Probabilistic Substructure Mining From Small-Molecule Screens

Sayan Ranu; Bradley T Calhoun; Ambuj K Singh; S Joshua Swamidass

doi:10.1002/minf.201100058

Probabilistic Substructure Mining From Small-Molecule Screens

Mol Inform. 2011 Sep;30(9):809-15. doi: 10.1002/minf.201100058. Epub 2011 Aug 4.

Authors

Sayan Ranu¹, Bradley T Calhoun², Ambuj K Singh¹, S Joshua Swamidass³

Affiliations

¹ Department of Computer Science, University of California Santa Barbara, Santa Barbara, CA, USA.
² Division of Laboratory and Genomic Medicine, Department of Pathology and Immunology, Washington University, School of Medicine, St. Louis, MO, USA.
³ Division of Laboratory and Genomic Medicine, Department of Pathology and Immunology, Washington University, School of Medicine, St. Louis, MO, USA. swamidass@gmail.com.

PMID: 27467413
DOI: 10.1002/minf.201100058

Abstract

Identifying the overrepresented substructures from a set of molecules with similar activity is a common task in chemical informatics.
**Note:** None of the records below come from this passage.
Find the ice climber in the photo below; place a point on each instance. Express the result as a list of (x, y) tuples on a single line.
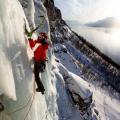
[(39, 47)]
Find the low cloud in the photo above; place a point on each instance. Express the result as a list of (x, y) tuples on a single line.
[(105, 23)]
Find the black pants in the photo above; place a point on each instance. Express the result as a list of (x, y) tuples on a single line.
[(39, 67)]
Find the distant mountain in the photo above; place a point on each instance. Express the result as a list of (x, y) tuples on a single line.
[(109, 22)]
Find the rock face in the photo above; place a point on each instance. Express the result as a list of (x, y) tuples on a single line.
[(95, 65)]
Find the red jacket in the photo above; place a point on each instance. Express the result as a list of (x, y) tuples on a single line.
[(39, 49)]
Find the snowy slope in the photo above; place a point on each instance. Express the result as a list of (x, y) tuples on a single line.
[(104, 101), (17, 80)]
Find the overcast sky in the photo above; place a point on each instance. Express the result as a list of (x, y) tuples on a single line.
[(88, 10)]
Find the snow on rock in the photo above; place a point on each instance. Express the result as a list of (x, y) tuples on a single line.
[(78, 91), (77, 87), (17, 79)]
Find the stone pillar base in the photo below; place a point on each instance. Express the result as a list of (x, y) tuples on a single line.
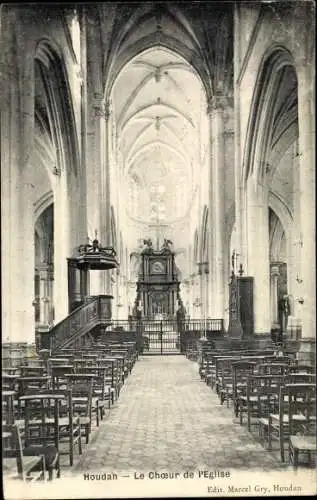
[(307, 351)]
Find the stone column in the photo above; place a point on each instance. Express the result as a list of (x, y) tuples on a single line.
[(275, 272), (105, 202), (216, 202), (306, 125), (17, 186), (45, 298)]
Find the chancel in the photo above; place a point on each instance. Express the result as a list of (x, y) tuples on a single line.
[(158, 225)]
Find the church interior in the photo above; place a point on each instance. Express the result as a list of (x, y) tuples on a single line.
[(158, 223)]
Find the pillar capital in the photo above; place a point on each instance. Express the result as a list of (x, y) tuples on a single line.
[(101, 107), (275, 270)]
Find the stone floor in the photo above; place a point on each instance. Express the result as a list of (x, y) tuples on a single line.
[(168, 422), (168, 419)]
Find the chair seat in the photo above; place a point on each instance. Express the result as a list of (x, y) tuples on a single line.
[(84, 420), (298, 418), (9, 465), (303, 442), (263, 421)]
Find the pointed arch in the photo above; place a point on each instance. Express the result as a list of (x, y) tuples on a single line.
[(260, 124), (52, 68)]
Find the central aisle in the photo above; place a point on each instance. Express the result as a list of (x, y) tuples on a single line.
[(168, 419)]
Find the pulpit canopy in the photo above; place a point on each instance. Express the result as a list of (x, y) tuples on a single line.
[(94, 256)]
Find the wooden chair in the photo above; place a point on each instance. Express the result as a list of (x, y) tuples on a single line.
[(32, 371), (101, 392), (9, 382), (14, 464), (304, 441), (278, 424), (262, 399), (273, 368), (58, 373), (81, 388), (241, 371), (49, 423), (29, 385)]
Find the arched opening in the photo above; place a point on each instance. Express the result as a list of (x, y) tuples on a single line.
[(56, 165), (271, 175)]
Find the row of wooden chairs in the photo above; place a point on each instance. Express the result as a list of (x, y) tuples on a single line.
[(48, 405), (275, 392)]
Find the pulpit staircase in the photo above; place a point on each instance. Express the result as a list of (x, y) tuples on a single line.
[(76, 327)]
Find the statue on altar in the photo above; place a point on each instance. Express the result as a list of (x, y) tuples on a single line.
[(167, 244), (148, 244)]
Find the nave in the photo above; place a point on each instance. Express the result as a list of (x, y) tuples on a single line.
[(109, 411), (168, 420)]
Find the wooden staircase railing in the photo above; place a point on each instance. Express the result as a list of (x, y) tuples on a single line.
[(95, 311)]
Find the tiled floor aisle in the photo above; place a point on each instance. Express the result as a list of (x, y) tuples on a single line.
[(166, 417)]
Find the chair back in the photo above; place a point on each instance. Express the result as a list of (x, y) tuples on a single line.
[(301, 399), (12, 447)]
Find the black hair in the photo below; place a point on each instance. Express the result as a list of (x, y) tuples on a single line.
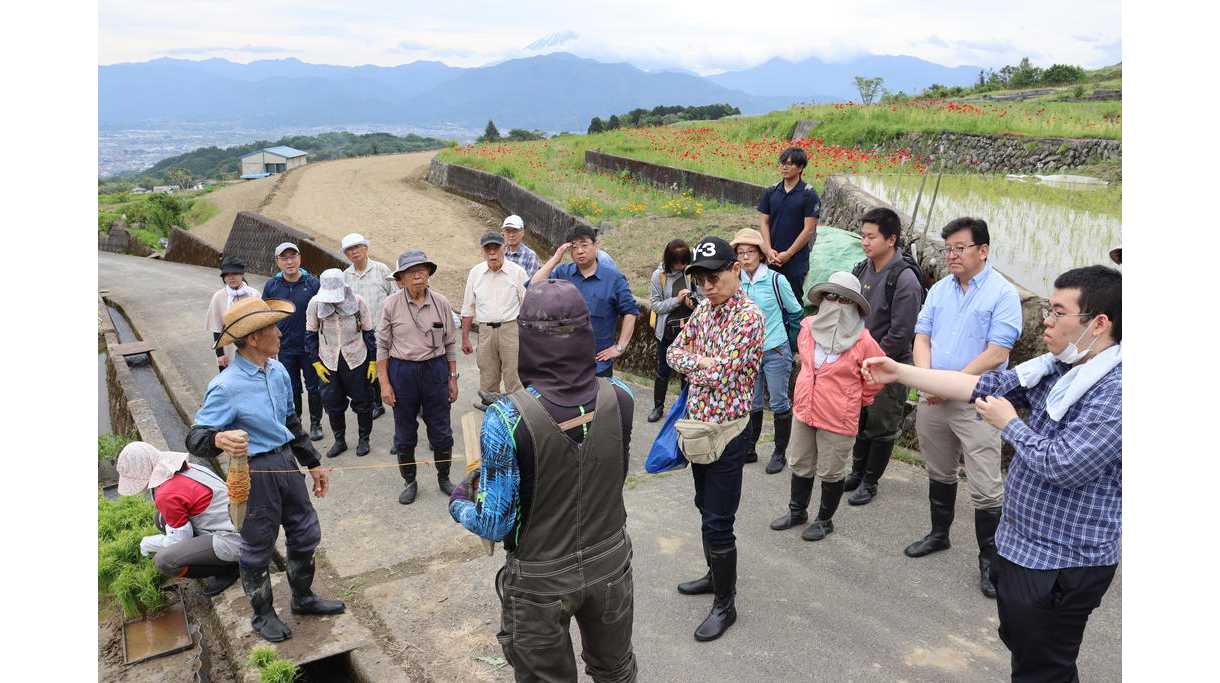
[(1101, 292), (796, 155), (887, 222), (582, 232), (676, 251), (977, 228)]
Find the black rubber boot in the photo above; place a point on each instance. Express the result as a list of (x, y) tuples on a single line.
[(755, 427), (879, 459), (659, 387), (315, 416), (798, 505), (782, 433), (724, 581), (700, 586), (339, 428), (859, 462), (985, 532), (941, 499), (365, 425), (266, 622), (406, 467), (300, 578), (832, 493), (447, 487)]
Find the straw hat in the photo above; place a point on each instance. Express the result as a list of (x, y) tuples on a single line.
[(142, 466), (748, 236), (844, 284), (251, 315)]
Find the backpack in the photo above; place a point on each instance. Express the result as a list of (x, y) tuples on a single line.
[(791, 320), (892, 278)]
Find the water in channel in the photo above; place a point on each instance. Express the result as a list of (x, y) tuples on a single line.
[(1037, 229)]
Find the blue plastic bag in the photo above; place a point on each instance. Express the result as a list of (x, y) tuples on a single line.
[(665, 455)]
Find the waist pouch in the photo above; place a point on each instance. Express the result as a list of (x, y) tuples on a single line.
[(703, 442)]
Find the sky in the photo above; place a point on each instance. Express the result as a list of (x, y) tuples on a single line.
[(699, 37)]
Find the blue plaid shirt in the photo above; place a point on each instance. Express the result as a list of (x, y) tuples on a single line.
[(1063, 499)]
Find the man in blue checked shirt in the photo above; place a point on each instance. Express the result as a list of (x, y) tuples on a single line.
[(550, 487), (1059, 537), (969, 323)]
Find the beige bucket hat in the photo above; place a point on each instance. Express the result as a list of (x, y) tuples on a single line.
[(251, 315), (142, 466), (844, 284)]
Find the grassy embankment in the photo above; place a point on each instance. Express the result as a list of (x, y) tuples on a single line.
[(643, 218)]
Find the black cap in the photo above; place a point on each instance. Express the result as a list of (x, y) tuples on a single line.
[(232, 266), (711, 254)]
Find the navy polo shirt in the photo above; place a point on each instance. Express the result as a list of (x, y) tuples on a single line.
[(788, 211)]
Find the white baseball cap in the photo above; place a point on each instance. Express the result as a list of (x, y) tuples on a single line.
[(353, 239)]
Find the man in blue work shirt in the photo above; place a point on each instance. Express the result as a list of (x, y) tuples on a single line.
[(294, 283), (1059, 540), (969, 323), (604, 289), (248, 412), (788, 222)]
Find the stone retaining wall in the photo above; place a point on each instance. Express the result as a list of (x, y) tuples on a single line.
[(254, 238), (1005, 154), (186, 248), (543, 218)]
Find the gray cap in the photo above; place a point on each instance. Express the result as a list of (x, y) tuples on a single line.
[(414, 257)]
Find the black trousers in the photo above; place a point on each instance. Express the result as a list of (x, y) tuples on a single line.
[(1042, 616), (717, 492), (538, 601), (277, 499)]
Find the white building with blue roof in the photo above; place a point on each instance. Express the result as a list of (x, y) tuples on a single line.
[(270, 161)]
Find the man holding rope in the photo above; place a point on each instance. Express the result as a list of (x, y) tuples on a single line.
[(248, 412)]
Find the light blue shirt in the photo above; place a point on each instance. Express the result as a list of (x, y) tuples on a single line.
[(963, 323), (761, 290), (247, 396)]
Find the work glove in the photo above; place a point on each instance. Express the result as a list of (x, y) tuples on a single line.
[(467, 489), (322, 373)]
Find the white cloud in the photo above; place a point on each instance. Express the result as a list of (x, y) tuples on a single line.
[(697, 35)]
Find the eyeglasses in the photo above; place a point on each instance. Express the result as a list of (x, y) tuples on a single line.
[(1048, 312), (955, 250)]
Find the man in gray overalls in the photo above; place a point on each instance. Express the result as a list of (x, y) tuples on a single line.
[(554, 461), (248, 410)]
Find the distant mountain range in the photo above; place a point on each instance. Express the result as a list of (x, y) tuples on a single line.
[(554, 92)]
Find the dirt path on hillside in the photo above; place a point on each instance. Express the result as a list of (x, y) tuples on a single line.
[(384, 198)]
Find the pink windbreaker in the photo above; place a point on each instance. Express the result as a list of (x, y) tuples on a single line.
[(830, 396)]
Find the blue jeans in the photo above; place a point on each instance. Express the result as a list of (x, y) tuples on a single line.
[(774, 376)]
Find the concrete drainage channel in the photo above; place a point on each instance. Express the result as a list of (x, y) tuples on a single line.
[(172, 429)]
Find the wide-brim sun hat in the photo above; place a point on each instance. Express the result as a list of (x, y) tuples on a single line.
[(747, 236), (332, 287), (251, 315), (410, 259), (843, 284), (142, 466), (351, 239)]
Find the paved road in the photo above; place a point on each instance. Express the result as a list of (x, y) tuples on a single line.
[(850, 607)]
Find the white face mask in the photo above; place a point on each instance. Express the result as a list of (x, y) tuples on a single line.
[(1071, 355)]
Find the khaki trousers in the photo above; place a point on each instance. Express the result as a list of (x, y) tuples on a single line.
[(952, 431), (818, 451), (498, 357)]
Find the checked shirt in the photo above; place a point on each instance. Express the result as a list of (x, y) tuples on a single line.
[(1063, 498)]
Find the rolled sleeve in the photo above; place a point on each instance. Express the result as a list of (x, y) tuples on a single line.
[(1005, 325)]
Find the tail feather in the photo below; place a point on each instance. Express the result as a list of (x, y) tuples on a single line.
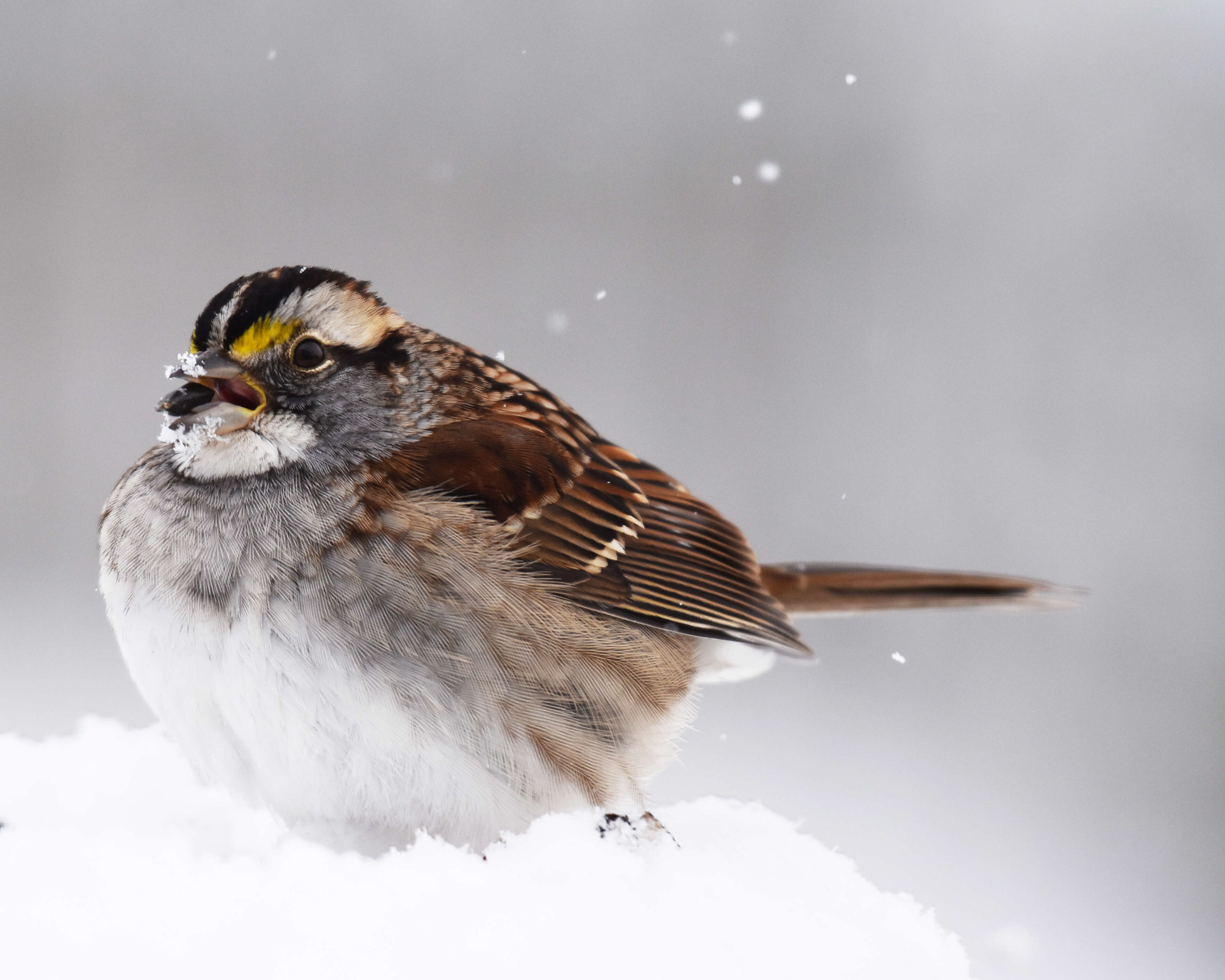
[(812, 590)]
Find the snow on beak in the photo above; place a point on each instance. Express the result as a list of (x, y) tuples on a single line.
[(216, 395)]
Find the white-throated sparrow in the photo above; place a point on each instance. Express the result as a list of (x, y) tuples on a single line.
[(382, 582)]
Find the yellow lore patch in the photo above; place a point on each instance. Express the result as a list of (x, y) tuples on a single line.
[(261, 335)]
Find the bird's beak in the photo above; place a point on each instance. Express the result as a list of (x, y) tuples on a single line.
[(217, 394)]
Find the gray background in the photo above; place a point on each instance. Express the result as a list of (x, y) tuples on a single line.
[(974, 325)]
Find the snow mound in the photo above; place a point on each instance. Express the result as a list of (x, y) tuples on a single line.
[(116, 863)]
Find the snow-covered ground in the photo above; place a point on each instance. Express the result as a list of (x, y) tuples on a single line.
[(116, 863)]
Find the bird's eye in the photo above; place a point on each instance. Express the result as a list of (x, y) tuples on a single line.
[(309, 354)]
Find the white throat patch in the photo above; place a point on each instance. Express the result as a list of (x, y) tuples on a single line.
[(271, 440)]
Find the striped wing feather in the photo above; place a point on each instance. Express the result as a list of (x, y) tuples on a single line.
[(629, 539)]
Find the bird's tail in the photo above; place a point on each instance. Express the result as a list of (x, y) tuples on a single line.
[(814, 590)]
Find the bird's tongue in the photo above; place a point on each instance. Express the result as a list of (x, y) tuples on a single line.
[(237, 392)]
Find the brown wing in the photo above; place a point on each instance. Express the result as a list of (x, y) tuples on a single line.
[(631, 541)]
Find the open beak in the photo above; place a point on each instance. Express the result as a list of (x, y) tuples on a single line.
[(215, 391)]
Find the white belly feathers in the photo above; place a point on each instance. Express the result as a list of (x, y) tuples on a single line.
[(309, 735)]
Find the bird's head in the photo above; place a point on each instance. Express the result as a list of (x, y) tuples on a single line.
[(302, 366)]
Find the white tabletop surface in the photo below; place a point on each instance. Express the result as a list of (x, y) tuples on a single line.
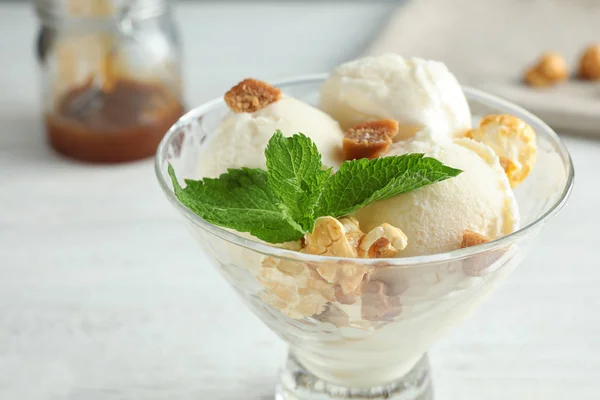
[(104, 295)]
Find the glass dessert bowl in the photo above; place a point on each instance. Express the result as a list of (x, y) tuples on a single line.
[(374, 345)]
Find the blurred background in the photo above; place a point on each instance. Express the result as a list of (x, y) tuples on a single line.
[(103, 293)]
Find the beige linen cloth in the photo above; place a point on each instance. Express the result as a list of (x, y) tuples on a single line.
[(488, 44)]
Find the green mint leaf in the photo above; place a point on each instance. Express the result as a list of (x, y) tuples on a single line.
[(242, 200), (295, 173), (359, 183)]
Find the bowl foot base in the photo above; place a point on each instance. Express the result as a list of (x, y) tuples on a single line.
[(297, 383)]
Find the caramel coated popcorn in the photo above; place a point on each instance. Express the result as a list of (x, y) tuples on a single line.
[(301, 289), (550, 69), (471, 239), (513, 141), (589, 64)]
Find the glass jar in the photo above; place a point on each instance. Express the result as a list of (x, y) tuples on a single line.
[(111, 79)]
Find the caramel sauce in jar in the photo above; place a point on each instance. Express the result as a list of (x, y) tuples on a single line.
[(125, 123)]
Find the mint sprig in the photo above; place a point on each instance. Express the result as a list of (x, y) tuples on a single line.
[(296, 175), (359, 183), (282, 203)]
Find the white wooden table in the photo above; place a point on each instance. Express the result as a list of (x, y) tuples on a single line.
[(104, 295)]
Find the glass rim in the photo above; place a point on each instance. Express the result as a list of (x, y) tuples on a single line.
[(412, 261)]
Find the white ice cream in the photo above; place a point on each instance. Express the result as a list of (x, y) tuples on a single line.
[(241, 138), (417, 93), (434, 217)]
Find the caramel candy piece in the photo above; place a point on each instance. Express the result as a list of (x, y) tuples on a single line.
[(370, 139), (251, 95), (550, 69), (589, 64), (471, 238)]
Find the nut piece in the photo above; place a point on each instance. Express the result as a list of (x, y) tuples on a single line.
[(589, 64), (550, 69), (376, 304), (251, 95), (382, 241), (301, 289), (294, 288), (513, 141), (370, 139), (329, 239), (471, 238)]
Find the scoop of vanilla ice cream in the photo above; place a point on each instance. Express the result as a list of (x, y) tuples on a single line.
[(434, 217), (241, 138), (417, 93)]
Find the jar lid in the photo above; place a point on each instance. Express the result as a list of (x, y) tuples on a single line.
[(99, 10)]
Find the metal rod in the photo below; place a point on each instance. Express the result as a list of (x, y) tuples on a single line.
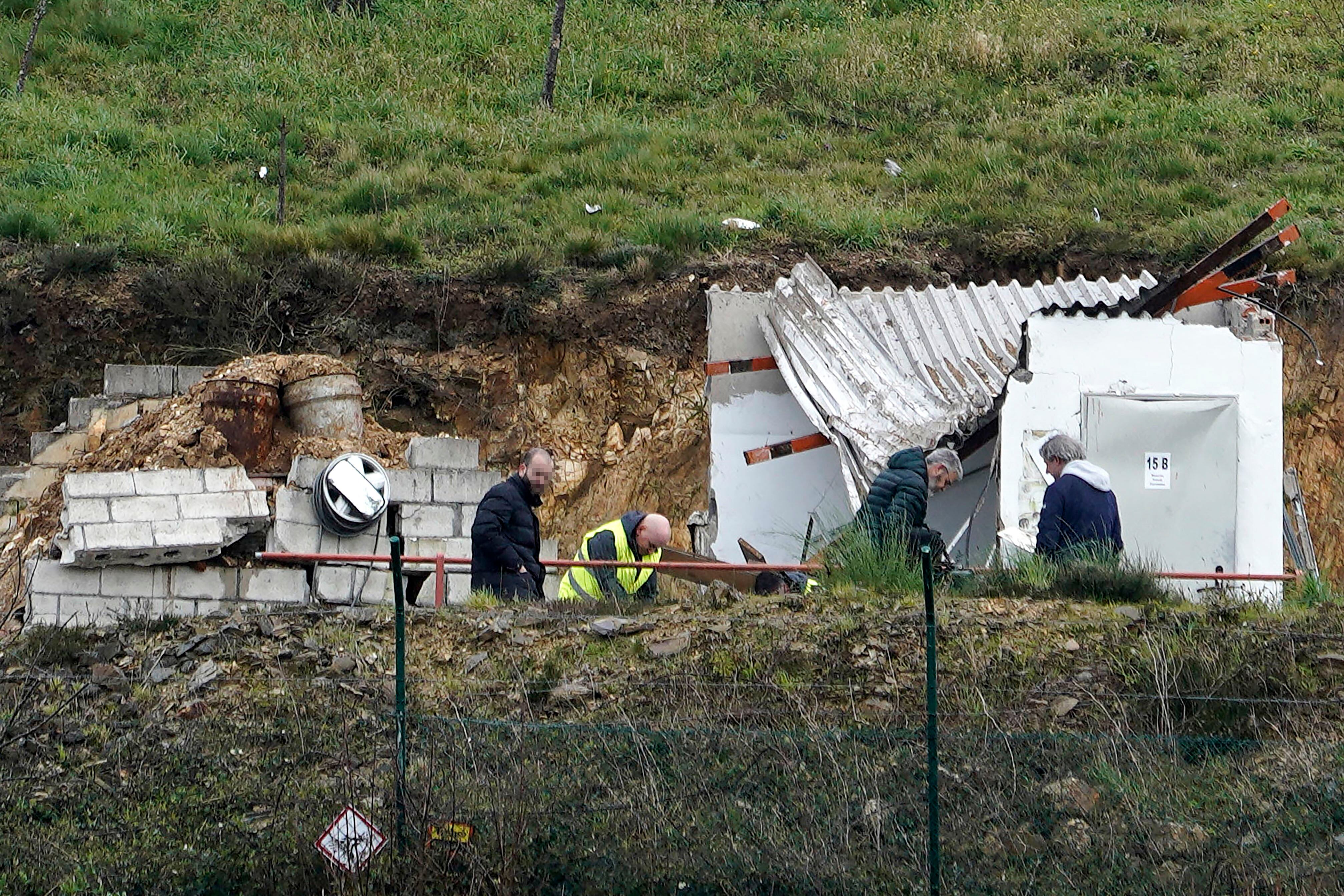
[(400, 606), (932, 731), (440, 581), (664, 565)]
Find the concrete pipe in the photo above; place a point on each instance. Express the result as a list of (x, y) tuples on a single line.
[(330, 406)]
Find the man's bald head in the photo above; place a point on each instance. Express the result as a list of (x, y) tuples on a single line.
[(652, 532)]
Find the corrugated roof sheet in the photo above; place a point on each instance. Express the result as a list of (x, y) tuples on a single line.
[(879, 371)]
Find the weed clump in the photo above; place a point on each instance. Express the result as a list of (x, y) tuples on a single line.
[(77, 261), (1092, 577)]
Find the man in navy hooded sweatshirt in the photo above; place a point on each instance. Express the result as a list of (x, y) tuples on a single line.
[(1080, 514)]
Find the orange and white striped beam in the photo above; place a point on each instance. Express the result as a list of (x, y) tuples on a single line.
[(784, 449), (743, 366)]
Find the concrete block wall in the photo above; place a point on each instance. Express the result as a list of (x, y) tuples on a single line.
[(150, 518), (436, 500), (69, 595)]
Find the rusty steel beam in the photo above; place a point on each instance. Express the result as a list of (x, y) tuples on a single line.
[(1163, 297)]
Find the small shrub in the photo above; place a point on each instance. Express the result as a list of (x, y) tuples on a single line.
[(53, 645), (1312, 591), (370, 240), (683, 234), (523, 265), (586, 249), (598, 287), (23, 223), (77, 261), (886, 566)]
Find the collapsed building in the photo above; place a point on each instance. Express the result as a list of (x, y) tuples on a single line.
[(1174, 387), (156, 496)]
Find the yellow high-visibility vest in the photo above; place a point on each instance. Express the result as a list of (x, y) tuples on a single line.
[(580, 583)]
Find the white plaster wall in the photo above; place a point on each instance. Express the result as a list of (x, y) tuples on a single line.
[(768, 503), (1072, 357)]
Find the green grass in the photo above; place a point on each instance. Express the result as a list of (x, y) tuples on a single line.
[(417, 135), (1093, 577)]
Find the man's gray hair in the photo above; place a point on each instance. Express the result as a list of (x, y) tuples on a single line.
[(948, 459), (1062, 448), (535, 453)]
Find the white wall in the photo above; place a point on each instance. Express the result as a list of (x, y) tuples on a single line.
[(1072, 357), (768, 503)]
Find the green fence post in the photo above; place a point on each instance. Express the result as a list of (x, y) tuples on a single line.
[(932, 731), (400, 604)]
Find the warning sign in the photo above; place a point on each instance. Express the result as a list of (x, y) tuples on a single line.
[(351, 841), (1158, 471)]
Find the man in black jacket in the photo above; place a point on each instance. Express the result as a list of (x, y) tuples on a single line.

Existing substructure miners are deterministic, requiring the activity of all mined molecules to be known with high confidence. In contrast, we introduce pGraphSig, a probabilistic structure miner, which effectively mines structures from noisy data, where many molecules are labeled with their probability of being active. We benchmark pGraphSig on data from several small-molecule high throughput screens, finding that it can more effectively identify overrepresented structures than a deterministic structure miner.

Keywords: Chemoinformatics; Drug discovery; High throughput screening; Virtual screening.